Eddie Redmayne was cast as trans woman due to his ‘gender fluidity’
The director of upcoming film The Danish Girl has opened up about his decision to cast Eddie Redmayne as a transgender woman.
Oscar winning actor Eddie Redmayne is taking on the role of 1920s transgender pioneer Lili Elbe for the upcoming film, helmed by director Tom Hooper. The pair previously worked together on Les Miserables.
The upcoming film is based on the true story Lili Elbe, a landscape painter. who realised that she was transgender after posing in women’s clothes for her wife. She became known after undergoing one of the first gender reassignment surgeries.
However, some trans activists are none too thrilled the casting of Redmayne, questioning whether transgender roles should be played by cis actors.
Speaking to Screen Daily, Tom Hooper said there was really no other candidate for the role.
He said: “Eddie was really the person I wanted to make the film with, and I was very passionate about that.
“I was a great believer in him as an actor. I think also there’s a certain gender fluidity that I sensed in him, that I found intriguing and it led me to think he might be a really interesting person to cast in this role.
“I felt that there was something in him that was drawn to the feminine… that was something that I felt he might be interested to explore further.”
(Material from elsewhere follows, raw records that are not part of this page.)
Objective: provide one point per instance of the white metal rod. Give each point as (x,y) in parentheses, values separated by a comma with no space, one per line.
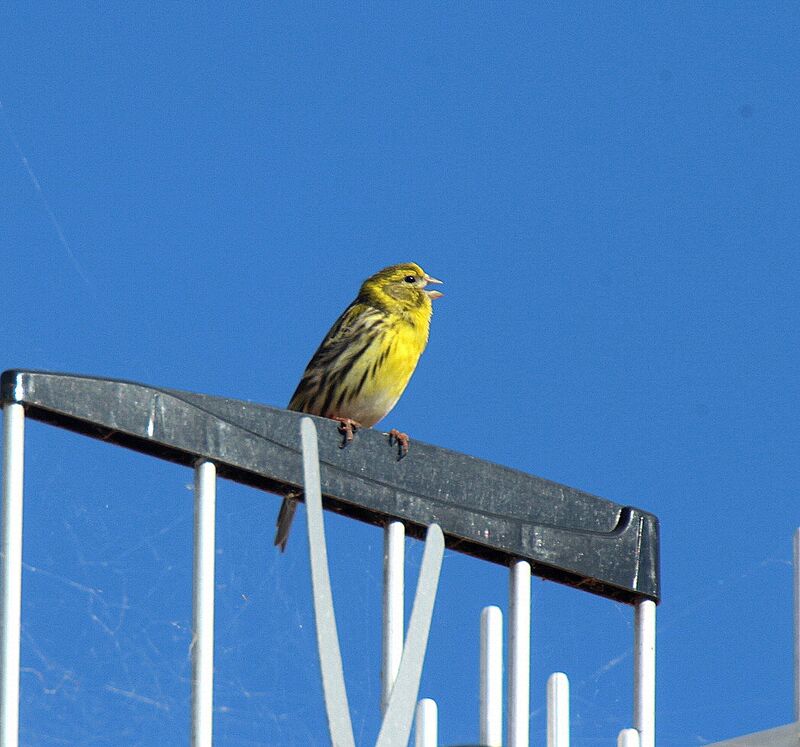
(519,654)
(11,572)
(558,710)
(628,738)
(393,607)
(426,731)
(644,671)
(796,553)
(205,476)
(491,699)
(330,654)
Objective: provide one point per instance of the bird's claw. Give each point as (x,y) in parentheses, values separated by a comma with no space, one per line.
(347,427)
(401,439)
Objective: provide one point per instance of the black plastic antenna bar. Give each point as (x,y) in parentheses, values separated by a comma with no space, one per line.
(484,509)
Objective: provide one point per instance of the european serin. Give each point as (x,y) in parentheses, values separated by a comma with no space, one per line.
(366,360)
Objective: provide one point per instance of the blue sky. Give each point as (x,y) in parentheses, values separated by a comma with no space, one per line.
(192,193)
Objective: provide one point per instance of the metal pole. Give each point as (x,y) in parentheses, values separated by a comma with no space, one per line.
(393,599)
(558,710)
(205,475)
(796,553)
(11,572)
(491,701)
(644,671)
(628,738)
(425,733)
(519,654)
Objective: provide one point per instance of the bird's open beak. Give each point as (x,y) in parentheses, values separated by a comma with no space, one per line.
(434,281)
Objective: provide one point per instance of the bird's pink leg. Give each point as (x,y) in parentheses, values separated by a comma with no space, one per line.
(347,427)
(401,439)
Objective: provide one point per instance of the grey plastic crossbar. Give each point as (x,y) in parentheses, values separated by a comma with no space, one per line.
(492,512)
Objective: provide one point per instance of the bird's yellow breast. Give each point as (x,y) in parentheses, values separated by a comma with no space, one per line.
(388,366)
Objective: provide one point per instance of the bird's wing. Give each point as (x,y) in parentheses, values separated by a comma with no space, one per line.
(350,337)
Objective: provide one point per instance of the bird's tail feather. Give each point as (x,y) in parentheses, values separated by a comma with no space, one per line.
(284,522)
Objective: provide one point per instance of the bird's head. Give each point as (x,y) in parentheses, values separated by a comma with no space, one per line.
(401,284)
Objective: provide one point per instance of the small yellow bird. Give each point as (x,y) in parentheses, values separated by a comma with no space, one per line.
(366,360)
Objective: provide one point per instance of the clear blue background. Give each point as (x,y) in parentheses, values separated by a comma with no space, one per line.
(191,194)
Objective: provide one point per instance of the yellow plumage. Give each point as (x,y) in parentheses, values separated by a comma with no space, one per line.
(365,361)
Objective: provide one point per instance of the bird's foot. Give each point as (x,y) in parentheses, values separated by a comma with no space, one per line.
(347,427)
(401,439)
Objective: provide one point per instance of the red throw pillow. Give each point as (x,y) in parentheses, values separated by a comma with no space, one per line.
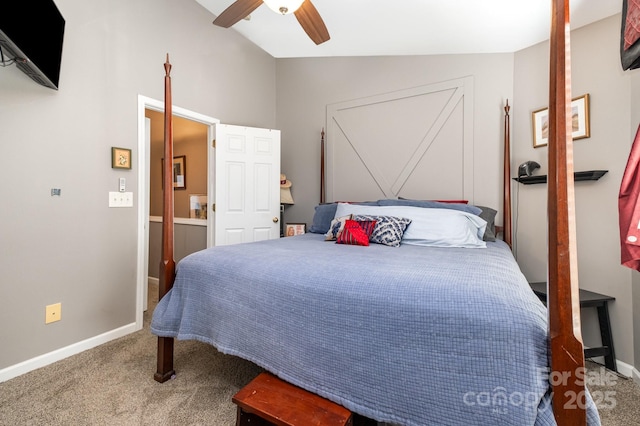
(356,232)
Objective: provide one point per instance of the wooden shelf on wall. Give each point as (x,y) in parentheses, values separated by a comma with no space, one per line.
(577,176)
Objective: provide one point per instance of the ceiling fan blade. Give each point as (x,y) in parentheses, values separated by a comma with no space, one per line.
(312,23)
(237,11)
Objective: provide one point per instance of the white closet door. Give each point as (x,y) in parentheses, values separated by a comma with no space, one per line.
(247,184)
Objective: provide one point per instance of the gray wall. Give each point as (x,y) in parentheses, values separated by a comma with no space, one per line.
(596,70)
(306,86)
(73,249)
(187,238)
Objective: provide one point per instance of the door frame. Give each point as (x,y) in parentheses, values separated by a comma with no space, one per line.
(144,157)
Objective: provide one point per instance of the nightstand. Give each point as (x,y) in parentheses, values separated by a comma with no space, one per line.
(590,299)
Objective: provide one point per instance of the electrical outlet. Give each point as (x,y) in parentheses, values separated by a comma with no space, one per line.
(53,313)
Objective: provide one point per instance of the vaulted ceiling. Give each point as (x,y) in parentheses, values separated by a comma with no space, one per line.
(412,27)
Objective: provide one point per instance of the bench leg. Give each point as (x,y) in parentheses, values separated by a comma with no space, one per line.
(607,338)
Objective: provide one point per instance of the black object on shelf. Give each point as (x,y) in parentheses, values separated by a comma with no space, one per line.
(577,176)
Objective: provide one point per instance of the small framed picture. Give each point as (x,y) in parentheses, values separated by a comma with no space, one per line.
(579,122)
(179,172)
(292,229)
(198,206)
(120,158)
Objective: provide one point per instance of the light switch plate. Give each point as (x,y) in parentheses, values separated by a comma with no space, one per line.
(120,199)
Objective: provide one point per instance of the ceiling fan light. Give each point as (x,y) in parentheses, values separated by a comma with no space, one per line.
(284,6)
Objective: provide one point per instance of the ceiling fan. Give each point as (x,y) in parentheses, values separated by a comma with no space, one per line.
(304,10)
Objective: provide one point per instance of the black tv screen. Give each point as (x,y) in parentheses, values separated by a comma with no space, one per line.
(32,32)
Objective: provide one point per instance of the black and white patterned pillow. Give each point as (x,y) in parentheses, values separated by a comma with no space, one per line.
(389,229)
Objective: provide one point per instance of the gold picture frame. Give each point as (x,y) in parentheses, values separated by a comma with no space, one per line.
(580,122)
(179,172)
(120,158)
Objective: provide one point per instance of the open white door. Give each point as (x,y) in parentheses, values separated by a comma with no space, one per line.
(247,184)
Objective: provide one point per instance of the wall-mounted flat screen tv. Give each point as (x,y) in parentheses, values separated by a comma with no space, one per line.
(31,33)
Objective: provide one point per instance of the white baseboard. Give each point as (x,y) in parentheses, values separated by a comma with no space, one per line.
(51,357)
(625,369)
(636,376)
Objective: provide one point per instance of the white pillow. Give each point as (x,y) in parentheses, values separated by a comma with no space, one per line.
(429,226)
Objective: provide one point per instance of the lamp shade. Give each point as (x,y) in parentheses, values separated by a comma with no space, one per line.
(284,6)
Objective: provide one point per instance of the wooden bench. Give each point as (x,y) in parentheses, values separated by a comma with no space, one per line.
(590,299)
(267,400)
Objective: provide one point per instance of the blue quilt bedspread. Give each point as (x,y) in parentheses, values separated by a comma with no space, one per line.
(408,335)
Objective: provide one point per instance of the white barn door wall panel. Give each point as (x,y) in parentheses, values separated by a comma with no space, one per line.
(246,184)
(415,143)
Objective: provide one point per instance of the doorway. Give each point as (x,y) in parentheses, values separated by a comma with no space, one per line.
(151,107)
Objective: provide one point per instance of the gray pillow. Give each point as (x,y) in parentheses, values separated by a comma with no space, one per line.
(489,215)
(324,215)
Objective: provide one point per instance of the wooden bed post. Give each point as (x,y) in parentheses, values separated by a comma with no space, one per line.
(165,369)
(506,169)
(567,353)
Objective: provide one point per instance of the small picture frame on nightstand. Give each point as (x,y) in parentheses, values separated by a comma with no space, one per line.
(292,229)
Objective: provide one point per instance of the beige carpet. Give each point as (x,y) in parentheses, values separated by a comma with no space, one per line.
(113,385)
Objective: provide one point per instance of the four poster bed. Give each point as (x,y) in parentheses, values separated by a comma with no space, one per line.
(437,329)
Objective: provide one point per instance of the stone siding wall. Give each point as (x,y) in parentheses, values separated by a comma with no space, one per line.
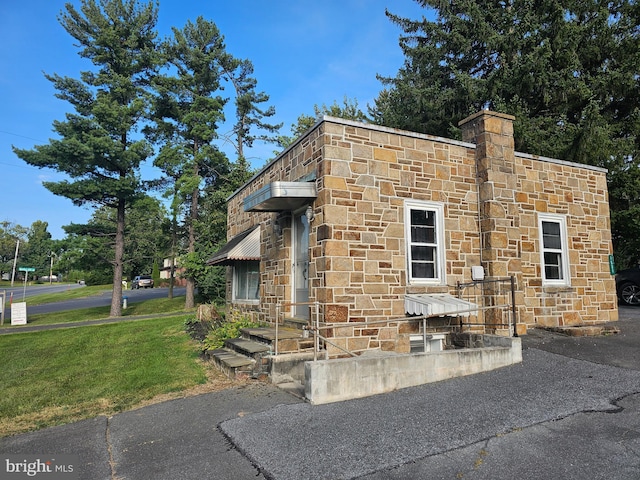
(358,262)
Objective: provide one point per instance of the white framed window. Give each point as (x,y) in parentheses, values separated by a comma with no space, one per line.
(424,234)
(554,250)
(246,281)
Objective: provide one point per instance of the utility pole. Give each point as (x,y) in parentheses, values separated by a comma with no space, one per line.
(15,260)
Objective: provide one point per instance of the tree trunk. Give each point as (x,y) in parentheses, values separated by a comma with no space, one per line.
(172,259)
(116,297)
(189,301)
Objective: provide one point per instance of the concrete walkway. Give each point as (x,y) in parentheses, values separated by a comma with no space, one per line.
(571,410)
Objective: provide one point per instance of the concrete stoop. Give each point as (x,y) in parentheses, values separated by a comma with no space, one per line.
(326,381)
(336,380)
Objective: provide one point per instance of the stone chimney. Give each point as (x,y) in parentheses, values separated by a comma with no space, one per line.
(497,186)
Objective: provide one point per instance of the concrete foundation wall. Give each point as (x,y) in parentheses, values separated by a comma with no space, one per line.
(330,381)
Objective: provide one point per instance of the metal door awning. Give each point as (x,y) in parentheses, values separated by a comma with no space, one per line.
(245,246)
(441,304)
(281,196)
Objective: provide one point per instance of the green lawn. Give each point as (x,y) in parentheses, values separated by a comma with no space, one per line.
(146,307)
(58,376)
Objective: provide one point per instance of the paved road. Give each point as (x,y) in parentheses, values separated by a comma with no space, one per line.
(101,300)
(571,410)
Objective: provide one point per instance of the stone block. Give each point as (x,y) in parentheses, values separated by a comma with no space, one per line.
(336,313)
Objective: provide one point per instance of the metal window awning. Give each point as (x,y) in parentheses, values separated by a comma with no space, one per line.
(441,304)
(281,196)
(244,246)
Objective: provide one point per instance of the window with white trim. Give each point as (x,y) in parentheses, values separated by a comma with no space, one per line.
(246,281)
(554,253)
(424,233)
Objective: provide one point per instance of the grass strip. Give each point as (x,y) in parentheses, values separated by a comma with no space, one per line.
(145,307)
(59,376)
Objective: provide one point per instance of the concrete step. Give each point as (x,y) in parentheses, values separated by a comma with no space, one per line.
(290,340)
(232,364)
(249,348)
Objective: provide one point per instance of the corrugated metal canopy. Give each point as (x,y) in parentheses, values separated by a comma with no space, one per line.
(245,246)
(441,304)
(281,196)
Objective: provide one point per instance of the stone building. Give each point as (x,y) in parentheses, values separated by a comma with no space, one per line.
(352,220)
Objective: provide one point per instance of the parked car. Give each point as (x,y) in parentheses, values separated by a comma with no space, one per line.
(628,286)
(142,281)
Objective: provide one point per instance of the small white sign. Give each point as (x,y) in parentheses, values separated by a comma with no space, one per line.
(19,313)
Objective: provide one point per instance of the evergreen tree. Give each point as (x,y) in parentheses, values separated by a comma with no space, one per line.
(37,251)
(188,110)
(98,149)
(567,70)
(12,237)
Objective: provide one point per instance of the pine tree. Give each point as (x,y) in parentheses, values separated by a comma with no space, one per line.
(97,146)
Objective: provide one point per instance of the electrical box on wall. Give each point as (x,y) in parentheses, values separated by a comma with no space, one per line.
(477,273)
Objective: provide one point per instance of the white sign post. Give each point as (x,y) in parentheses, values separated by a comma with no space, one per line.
(19,313)
(3,298)
(26,271)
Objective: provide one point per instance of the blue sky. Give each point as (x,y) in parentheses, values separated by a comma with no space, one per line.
(304,53)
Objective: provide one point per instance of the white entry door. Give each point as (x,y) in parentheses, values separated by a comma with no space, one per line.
(301,264)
He added that there is a “tremendous pool of talented trans actors out there”, and “a journey to go on to make sure that talented trans actors have the same access to opportunities both in front of and behind the character as cisgendered actors.”
The director added: “What’s extraordinary is when I first fell in love with the idea of making this film, it was perceived to be a very hard film to finance, and now people talk to me as if it was an obvious film to do, and that’s just in five or six years.”
The Danish Girl has a release date of January 1 2016, in the middle of awards season.
The first official poster was released this week, though images were printed in several major newspapers earlier this year after an accidental leak.